If someone exerts undue influence over your loved one, the language in his or her estate plan may not be so reliable. Fortunately, you may be able to tell if your elderly relative may be vulnerable to undue influence early enough to intervene.
As individuals age, they often experience a deep sense of isolation. If your loved one does not have a close social circle, he or she may allow an undue influencer to tinker with the estate plan. Consequently, you may want to pay special attention to new friends, caregivers and anyone else who may have recently entered your lonely relative’s life.
Estate planning can be a complicated task. To ensure your relative’s estate plan meets both his or her needs and legal requirements, you may want to recommend legal counsel.
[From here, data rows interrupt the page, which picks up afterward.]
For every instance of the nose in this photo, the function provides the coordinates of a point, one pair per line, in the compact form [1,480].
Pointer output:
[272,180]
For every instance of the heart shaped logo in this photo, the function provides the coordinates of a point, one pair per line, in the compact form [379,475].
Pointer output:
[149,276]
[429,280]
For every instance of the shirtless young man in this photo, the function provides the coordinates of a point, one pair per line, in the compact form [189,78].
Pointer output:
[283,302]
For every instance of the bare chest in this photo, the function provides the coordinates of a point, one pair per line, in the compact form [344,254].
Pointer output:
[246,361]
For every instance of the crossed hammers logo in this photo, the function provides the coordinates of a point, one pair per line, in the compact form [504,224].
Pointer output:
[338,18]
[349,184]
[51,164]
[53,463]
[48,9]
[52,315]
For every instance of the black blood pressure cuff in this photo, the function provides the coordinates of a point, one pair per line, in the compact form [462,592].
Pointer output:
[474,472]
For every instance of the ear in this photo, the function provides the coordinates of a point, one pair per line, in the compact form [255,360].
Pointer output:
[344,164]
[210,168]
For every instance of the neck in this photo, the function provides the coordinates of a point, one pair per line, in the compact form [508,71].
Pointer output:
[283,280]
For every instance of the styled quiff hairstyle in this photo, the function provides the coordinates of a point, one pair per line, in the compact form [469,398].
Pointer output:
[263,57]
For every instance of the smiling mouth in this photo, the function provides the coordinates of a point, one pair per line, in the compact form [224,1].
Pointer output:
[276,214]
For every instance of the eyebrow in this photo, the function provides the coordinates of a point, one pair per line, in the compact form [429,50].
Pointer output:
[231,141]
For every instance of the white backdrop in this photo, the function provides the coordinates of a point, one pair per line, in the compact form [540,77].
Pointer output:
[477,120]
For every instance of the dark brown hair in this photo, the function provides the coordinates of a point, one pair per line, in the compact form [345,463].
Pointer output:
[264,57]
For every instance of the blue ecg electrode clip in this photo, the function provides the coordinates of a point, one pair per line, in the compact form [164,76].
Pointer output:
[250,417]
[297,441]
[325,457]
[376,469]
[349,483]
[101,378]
Nevertheless, if your loved one is struggling to put together a workable estate plan, an unscrupulous person may prey upon his or her confusion.
If your relative has a serious illness or injury, he or she may be rushing to complete the estate plan. While there is nothing inherently wrong with acting urgently, you do not want your loved one to make decisions that run counter to his or her interests. Put simply, if your relative is rushing, someone may seek to capitalize.
Protecting your loved one’s wishes is a good way to honor his or her legacy. Ultimately, if you believe your relative may fall victim to undue influence, you can either stop the undue influence now or contest the estate plan later.